PDF Text Under Image Format
Zoom v5 worked fine on all .PDFs saved as TEXT AND IMAGE (TAI).
we purchased v6 (professional) but PDFs saved as TEXT UNDER IMAGE (TUI) are not returning results although the original TEXT AND IMAGE PDFs are returning successful search results on the website after reloading the newly-indexed .zdat files.
Additionally the Log shows that all PDFs (TAI and TUI) are being indexed but that three TUI files could not be opened [Log reads Skipping C:\Documents and Settings\Seth\My Documents\Website\Mosaic\pdf\m17_01_86_04.pdf (Could not open or read from file)].
Furthermore, the Log does show that the TUI PDFs are being indexed but, again, several attempts that should have found the files did not, in fact, return the files.
Anyone familiar with this issue re the saving of PDFs?
We would prefer using the TUI PDFs as they resolve some image resolution issues.
seth j hersh
We don't exactly know what you mean by text under image. I am guessing that you might have a text layer geberated using OCR? What tool are you using to make te PDFs?
For the files that had the error, "Could not open or read from file", did you have these files open? Was ther any other process on the machine that might be using these files while indexing is taking place. Does the error happen all the time on the same 3 files. If yes, can you E-mail us one of these files.
we're using Abbey FineReader v8 to handle the OCRing and PDF creation.
I must've had the three PDFs open while i was scanning since I am no longer generating the "Skipping file ..." error. My mistake -- and thanks for alerting me to the obvious problem.

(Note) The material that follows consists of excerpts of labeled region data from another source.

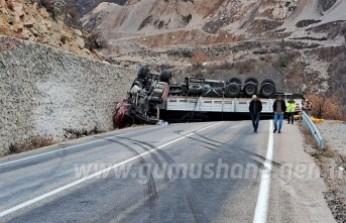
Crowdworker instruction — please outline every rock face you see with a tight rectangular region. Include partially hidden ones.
[0,36,136,155]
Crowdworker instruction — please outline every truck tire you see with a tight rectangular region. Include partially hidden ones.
[225,77,242,98]
[261,79,276,98]
[137,65,149,79]
[160,70,172,83]
[243,78,258,96]
[225,83,241,98]
[226,77,242,85]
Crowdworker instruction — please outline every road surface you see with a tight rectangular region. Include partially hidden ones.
[0,121,334,223]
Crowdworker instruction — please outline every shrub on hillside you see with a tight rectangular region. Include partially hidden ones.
[307,94,346,120]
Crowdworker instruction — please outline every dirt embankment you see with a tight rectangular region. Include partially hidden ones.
[0,36,136,156]
[0,0,97,58]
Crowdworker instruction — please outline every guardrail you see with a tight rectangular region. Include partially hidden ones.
[301,111,326,149]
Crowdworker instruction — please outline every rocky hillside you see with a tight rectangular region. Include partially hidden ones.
[0,35,136,156]
[0,0,95,58]
[77,0,346,118]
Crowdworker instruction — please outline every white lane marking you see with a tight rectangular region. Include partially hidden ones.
[253,120,274,223]
[0,122,224,218]
[0,126,166,167]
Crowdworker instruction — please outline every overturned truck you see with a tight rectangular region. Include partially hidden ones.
[113,66,301,128]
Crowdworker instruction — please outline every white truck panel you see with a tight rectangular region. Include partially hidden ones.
[166,96,301,113]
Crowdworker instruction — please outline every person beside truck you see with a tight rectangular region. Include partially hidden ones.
[249,95,262,133]
[286,98,297,124]
[273,95,286,133]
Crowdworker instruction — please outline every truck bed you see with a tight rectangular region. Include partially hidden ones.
[162,96,301,113]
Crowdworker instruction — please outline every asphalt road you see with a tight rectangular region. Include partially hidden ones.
[0,121,336,223]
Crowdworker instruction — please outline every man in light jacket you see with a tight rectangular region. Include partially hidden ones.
[249,95,262,133]
[286,98,297,124]
[273,95,286,133]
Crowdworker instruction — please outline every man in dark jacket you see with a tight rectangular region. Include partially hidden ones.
[273,95,286,133]
[249,95,262,133]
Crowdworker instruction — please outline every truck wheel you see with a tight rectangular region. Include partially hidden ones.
[261,80,276,98]
[160,70,172,83]
[243,78,258,96]
[225,83,240,98]
[137,65,149,79]
[226,77,242,85]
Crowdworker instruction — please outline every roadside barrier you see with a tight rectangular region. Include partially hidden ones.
[301,111,326,150]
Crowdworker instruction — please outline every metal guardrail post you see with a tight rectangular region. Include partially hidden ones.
[301,111,327,149]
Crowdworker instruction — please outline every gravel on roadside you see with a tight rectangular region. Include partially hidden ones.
[317,120,346,155]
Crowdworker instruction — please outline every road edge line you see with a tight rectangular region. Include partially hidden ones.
[0,121,224,218]
[253,120,274,223]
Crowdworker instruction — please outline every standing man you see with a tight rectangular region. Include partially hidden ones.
[249,95,262,133]
[286,98,297,124]
[302,97,312,116]
[273,95,286,133]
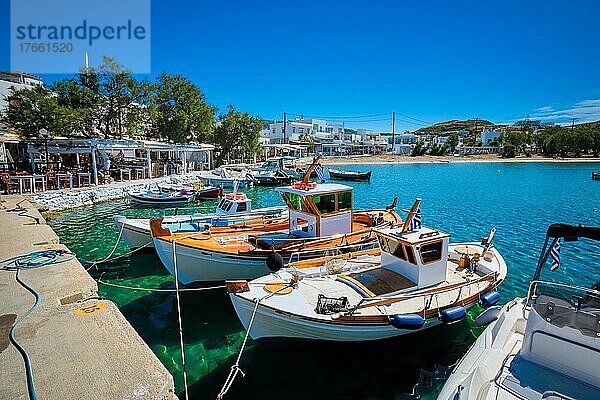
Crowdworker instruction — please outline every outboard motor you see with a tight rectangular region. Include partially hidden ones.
[267,252,284,272]
[479,291,500,308]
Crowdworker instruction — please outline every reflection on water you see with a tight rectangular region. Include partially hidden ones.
[49,163,600,399]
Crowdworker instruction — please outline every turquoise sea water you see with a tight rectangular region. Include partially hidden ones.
[48,163,600,399]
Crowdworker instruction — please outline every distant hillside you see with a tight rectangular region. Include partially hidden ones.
[575,121,600,129]
[413,119,499,136]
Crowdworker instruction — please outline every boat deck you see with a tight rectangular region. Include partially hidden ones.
[487,356,600,400]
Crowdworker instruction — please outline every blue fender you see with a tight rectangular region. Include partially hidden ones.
[440,306,467,324]
[390,314,425,329]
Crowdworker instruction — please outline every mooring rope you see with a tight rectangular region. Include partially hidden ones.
[217,282,292,400]
[96,279,226,293]
[173,236,189,400]
[79,222,126,271]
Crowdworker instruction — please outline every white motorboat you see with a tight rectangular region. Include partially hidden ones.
[227,199,507,342]
[114,192,288,249]
[438,224,600,400]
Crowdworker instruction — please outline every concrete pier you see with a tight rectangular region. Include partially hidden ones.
[0,196,176,400]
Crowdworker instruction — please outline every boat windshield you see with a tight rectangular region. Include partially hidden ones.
[282,193,302,211]
[338,192,352,211]
[313,194,335,214]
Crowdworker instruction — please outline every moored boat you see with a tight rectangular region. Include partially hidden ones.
[127,190,194,205]
[150,180,400,283]
[438,224,600,400]
[329,168,373,181]
[227,201,507,342]
[114,192,287,249]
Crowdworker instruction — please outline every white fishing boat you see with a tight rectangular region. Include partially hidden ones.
[227,199,507,342]
[114,192,288,249]
[150,182,401,283]
[127,190,194,205]
[199,168,246,189]
[438,224,600,400]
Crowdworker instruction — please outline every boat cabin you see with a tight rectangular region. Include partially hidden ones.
[374,227,450,289]
[275,182,352,237]
[215,193,252,215]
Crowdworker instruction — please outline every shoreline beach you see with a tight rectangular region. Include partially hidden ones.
[321,154,600,165]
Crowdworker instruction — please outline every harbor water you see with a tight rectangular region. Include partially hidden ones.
[48,163,600,399]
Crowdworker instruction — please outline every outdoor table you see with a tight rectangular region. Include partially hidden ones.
[119,168,131,182]
[9,175,33,194]
[77,172,92,187]
[56,172,73,189]
[31,174,46,193]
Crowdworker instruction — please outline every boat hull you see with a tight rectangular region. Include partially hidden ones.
[230,293,454,342]
[153,238,270,284]
[329,169,372,181]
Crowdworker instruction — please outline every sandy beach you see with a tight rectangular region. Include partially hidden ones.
[321,154,600,165]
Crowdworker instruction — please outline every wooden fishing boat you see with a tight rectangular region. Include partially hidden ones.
[114,192,288,249]
[194,186,223,200]
[150,180,401,283]
[329,168,373,181]
[227,201,507,342]
[438,224,600,400]
[127,190,194,205]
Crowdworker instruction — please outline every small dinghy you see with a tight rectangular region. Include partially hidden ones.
[227,199,507,342]
[438,224,600,400]
[329,168,373,181]
[127,190,194,205]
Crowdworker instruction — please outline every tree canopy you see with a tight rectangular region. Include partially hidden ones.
[0,56,262,166]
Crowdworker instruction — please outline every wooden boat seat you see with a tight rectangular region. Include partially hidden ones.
[350,268,416,296]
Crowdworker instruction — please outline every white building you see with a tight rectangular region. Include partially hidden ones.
[480,128,502,147]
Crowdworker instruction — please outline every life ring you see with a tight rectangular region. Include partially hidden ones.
[225,193,246,200]
[292,182,317,190]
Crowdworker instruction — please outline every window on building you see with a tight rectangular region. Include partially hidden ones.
[420,240,442,264]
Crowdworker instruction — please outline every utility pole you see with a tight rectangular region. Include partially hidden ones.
[283,111,287,144]
[392,111,396,154]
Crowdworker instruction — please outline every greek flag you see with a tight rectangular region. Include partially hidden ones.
[550,238,560,271]
[410,206,421,231]
[315,164,323,181]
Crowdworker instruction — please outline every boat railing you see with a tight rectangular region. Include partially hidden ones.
[345,271,498,316]
[287,242,374,264]
[523,280,600,317]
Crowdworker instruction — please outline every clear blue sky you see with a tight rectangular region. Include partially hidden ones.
[0,0,600,131]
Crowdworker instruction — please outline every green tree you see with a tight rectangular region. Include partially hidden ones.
[213,105,263,165]
[152,72,217,143]
[502,143,517,158]
[446,132,458,151]
[0,85,65,139]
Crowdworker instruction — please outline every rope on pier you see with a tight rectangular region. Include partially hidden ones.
[0,250,75,400]
[217,282,293,400]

We did locate this other thread on your forum, http://www.wrensoft.com/forum/showthread.php?t=3122, which suggests we shouldn't have any probs...
My Scan Options configuration shows that the .pdf extension is associated with an Acrobat Document. Additionally, I have indexed all the files under Scan Options | Scan Extensions | Configure under all of the three Scan Methods. Somehow I felt the third option, Scan Text by text layer, would fix the issue but it did not.
to conclude, our Text Under Image mode for creating the PDFs is not allowing (or seems to be not allowing) Zoom to index the available text layer whereas our first PDFs (Text And Image) remain indexed and successfully searchable.
Examples of the PDFs which are not being "found" by Zoom can be found at http://www.mosaicsciencemagazine.org/index.php?mode=article&pk_magazine=64. Click the PDF link to open it.
Examples of the PDFs which are being found by Zoom are at http://www.mosaicsciencemagazine.org/index.php?mode=article&pk_magazine=47.
Thanks very much for the prompt feedback, David.
Stop the Presses
hmmm...i may be the prob here.
i just realized that the /zoom indexes i'm getting from v6 may not be going into that same /zoom directory on the server. i found a set of .zdat files in the public_html folder so i may not be uploading to the correct directory -- so my old indexes are still active.
when I did move them to the public_html directory, i'm getting adifferent response on searching.
pls do not do anything further until i sort things out here. I apologize for the misunderstanding.
I apologize for leading everyone astray, including myself as the Pied Piper.
The issue has been resolved: i was reading the wrong set of .zdat files, having located them in a different directory and forget this salient fact after not working on the site for several months.
Zoom was/is working "as advertised" -- and I was working like an idiot. Zoom does a great job at simplifying a complex task.